4. Il ressort de la décision en litige que, pour autoriser le licenciement pour faute de M. D..., le responsable de l'unité de contrôle n° 2 de la section 3 de l'unité départementale du Haut-Rhin a considéré comme établis les trois griefs présentés par l'employeur au soutien de sa demande. Ces griefs portaient sur des comportements et agissements irrespectueux, sexistes et agressifs envers Mme B..., directrice des ressources humaines de la société, une consommation de stupéfiants sur le lieu de travail et le fait d'avoir été agressifs et d'avoir proféré des menaces à l'encontre de M. B..., " Gap Leader ". Il a en outre considéré que la demande d'autorisation de licenciement présenté par la société Fligitter Production n'était pas en lien avec le mandat exercé par M. D.... L'inspecteur du travail a estimé que ces griefs étaient suffisamment graves pour justifier une mesure de licenciement.
5. Pour considérer que M. D... avait adopté un comportement agressif et irrespectueux à l'encontre de Mme B..., l'inspecteur du travail a tenu compte, d'une part, du courrier que cette dernière avait adressé à l'inspection du travail le 1er décembre 2020 et, d'autre part, de la concordance des témoignages recueillis tant par l'employeur dans le cadre de l'enquête interne que par lui-même à l'occasion de l'enquête contradictoire menée.
6. En premier lieu, il ressort des pièces du dossier que certains des faits décrits dans la lettre précitée du 1er décembre 2020 adressée par Mme B... à l'inspection du travail, sont corroborés par plusieurs attestations de salariés, versées aux débats par la société requérante. Ainsi, il ressort des attestations de M. B... et Mme M. que Mme B... a dû recourir à l'intervention de ses collègues lors d'une altercation dans son bureau avec M. D... le 25 septembre 2020. Si, à cet égard, il n'est pas établi, comme l'a retenu à tort l'inspecteur du travail dans la décision attaquée, que M. D... aurait souhaité dérober un document interne et confidentiel à la société, il est cependant avéré que l'intéressé a eu un comportement agressif et irrespectueux à l'égard de Mme B... qui a nécessité l'intervention de collègues pour faire cesser l'altercation. Par ailleurs, il est également établi par plusieurs attestations que le 16 novembre 2020, M. D... a tenu des propos agressifs et irrespectueux à l'encontre de Mme.
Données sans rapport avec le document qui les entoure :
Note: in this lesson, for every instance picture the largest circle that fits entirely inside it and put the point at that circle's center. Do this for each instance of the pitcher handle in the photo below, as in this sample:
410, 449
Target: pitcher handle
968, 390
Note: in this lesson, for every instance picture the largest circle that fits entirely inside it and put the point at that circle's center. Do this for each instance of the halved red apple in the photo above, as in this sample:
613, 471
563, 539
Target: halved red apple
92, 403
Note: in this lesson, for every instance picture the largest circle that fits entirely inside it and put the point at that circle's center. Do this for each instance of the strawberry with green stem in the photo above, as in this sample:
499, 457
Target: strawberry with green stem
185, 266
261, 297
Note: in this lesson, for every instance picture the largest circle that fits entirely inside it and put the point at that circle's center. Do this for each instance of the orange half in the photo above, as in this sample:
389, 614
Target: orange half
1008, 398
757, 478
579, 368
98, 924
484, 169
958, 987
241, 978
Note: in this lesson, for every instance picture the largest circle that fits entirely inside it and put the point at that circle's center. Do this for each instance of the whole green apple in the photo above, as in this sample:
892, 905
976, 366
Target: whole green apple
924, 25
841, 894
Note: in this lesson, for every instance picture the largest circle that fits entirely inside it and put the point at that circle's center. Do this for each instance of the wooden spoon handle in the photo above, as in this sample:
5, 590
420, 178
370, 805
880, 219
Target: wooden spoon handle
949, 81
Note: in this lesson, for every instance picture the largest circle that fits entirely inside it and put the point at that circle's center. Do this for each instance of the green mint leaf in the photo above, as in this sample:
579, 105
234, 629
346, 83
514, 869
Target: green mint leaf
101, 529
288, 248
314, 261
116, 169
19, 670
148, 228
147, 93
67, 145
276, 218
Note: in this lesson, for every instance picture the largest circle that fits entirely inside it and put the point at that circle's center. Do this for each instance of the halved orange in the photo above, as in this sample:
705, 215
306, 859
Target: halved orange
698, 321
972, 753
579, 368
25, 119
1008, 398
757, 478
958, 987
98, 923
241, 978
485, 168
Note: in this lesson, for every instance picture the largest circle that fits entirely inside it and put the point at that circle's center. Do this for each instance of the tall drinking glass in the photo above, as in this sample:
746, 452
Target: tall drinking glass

G. qui l'interrogeait sur sa présence dans les couloirs en période de Covid 19 en lui disant " dégage ", " pour qui tu te prends de me parler ". En outre, il est établi par plusieurs attestations et par le procès-verbal de la réunion du comité social et économique du 26 novembre 2020, que lors de cette réunion, M. D... a eu à l'égard de Mme B... une attitude moqueuse et humiliante, notamment par la remise en cause de ses fonctions, qui a fortement affecté l'intéressée. Si M. D... soutient qu'il faisait l'objet de harcèlement moral de la part de Mme B..., il ne produit aucun élément probant au soutien de ses allégations. Dans ces conditions, c'est à juste titre que les premiers juges ont retenu comme établi le grief tiré du comportement irrespectueux et agressif dont a fait preuve M. D... à l'égard de Mme B..., directrice des ressources humaines.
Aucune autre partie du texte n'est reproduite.